Every morning, we scour the Internet and vet what we believe are the five things you absolutely need to know for the day. Join this mailing list to receive 5 things you absolutely must know today every morning, Monday to Friday, by 8 a.m.  


Stuart Murray forced out as CEO of  Canadian Museum for Human Rights

The president and CEO of the Canadian Museum for Human Rights, Stuart Murray, has been let go, as Ottawa declined to renew his contract. Nov. 2 will be his last day in office, after spending the last five years guiding the museum’s construction through policy roadblocks, and the many other setbacks germane to such a large-scale, unique project.

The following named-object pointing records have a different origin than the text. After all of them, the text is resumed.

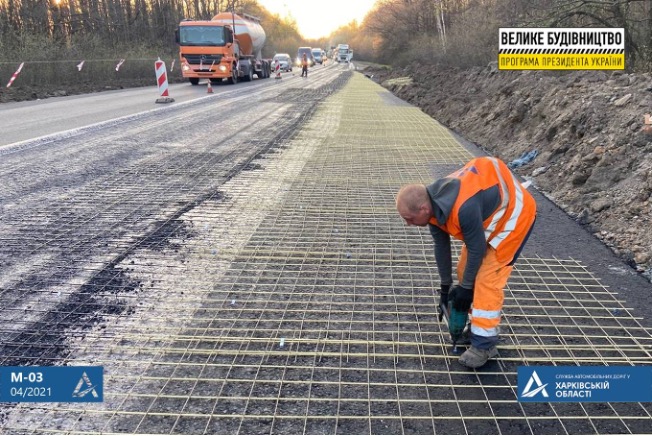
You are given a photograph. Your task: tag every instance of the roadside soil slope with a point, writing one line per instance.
(580, 137)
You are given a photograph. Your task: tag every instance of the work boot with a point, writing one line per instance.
(475, 357)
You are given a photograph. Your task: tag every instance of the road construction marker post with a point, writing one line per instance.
(277, 68)
(162, 79)
(13, 77)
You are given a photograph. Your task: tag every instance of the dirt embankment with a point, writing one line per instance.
(587, 130)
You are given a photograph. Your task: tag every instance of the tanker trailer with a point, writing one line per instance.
(212, 50)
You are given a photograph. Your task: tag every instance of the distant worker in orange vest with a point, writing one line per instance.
(486, 207)
(304, 66)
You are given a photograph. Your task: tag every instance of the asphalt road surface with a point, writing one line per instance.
(236, 264)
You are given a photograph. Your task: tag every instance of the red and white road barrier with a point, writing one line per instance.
(277, 68)
(162, 80)
(13, 77)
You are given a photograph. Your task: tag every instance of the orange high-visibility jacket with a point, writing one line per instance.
(507, 226)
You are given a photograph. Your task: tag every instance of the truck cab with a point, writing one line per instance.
(213, 50)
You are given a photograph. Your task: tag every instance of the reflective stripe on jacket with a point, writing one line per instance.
(506, 227)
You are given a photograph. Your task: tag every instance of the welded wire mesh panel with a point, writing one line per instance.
(298, 302)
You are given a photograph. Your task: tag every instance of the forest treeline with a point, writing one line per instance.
(57, 34)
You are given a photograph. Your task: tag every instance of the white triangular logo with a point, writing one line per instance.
(90, 388)
(528, 392)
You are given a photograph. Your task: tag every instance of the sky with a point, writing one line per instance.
(318, 18)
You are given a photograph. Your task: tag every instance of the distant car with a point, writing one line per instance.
(284, 60)
(308, 52)
(317, 54)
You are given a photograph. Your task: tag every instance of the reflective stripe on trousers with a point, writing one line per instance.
(488, 295)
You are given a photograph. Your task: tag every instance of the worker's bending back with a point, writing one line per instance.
(486, 207)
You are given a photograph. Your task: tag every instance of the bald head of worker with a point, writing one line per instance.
(413, 204)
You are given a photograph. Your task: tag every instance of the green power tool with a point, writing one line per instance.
(457, 321)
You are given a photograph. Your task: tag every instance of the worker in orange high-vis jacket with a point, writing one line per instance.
(486, 207)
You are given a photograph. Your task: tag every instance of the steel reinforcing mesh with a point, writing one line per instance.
(303, 304)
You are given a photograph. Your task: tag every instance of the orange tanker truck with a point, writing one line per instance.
(213, 50)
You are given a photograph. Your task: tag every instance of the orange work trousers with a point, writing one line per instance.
(488, 295)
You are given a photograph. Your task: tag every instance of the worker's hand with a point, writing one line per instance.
(461, 298)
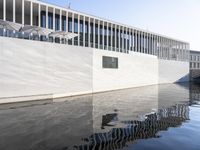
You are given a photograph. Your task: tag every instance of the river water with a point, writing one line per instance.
(161, 117)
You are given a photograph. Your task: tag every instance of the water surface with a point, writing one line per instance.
(149, 118)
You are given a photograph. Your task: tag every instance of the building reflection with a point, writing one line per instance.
(118, 138)
(112, 120)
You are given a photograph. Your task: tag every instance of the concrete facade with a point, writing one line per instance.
(36, 68)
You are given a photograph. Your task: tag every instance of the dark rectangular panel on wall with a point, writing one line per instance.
(110, 62)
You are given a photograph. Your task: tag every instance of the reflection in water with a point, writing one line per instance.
(117, 138)
(112, 120)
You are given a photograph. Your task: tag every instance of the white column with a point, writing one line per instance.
(4, 10)
(66, 25)
(119, 39)
(78, 30)
(135, 41)
(94, 34)
(31, 21)
(145, 42)
(152, 42)
(123, 39)
(139, 42)
(60, 20)
(53, 19)
(73, 28)
(107, 28)
(47, 26)
(126, 41)
(60, 24)
(115, 37)
(103, 36)
(14, 11)
(111, 37)
(89, 32)
(98, 22)
(66, 21)
(84, 31)
(23, 12)
(39, 15)
(130, 39)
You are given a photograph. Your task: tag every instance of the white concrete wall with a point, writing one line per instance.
(134, 70)
(173, 71)
(32, 68)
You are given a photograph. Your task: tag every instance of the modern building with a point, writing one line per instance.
(194, 65)
(58, 51)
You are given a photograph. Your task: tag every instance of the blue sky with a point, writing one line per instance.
(175, 18)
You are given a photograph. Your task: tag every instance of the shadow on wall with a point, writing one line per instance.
(184, 78)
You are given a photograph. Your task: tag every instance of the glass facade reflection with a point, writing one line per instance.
(93, 32)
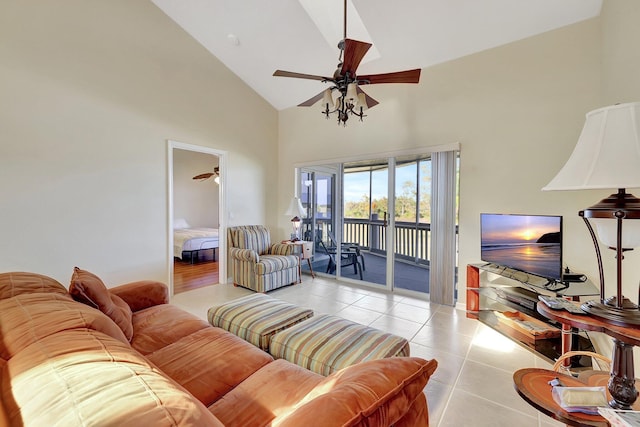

And, of course, added to this minutia of things he had to deal with were the requests from ethnic groups wanting specific representation at the CMHR. The news came as a shock to Murray, telling news sources, “He did not see this coming.” The CMHR board did not comment on why Ottawa made the decision. But speculation abounds, no doubt. It’s been a facility marred by controversy and skepticism. Many of the facility’s staff have departed, some complaining over how it’s run and others about its watered-down content. [Source: Winnipeg Free Press]

Hong Kong agrees to talks with protesters

Hong Kong has agreed to begin talks with protesters next week, according to its chief executive CY Leung, who addressed the issue after a second, consecutive night of clashes between police and pro-democracy activists took place near the government buildings.”Over the last few days, including this morning, through third parties, we expressed a wish to the students that we would like to start a dialogue to discuss universal suffrage as soon as we can and hopefully within the following week,” said Leung. The protests began about three weeks ago when the Chinese government passed a ruling that would ensure only vetted candidates could run for leadership in Hong Kong’s next election in 2017. [Source: BBC]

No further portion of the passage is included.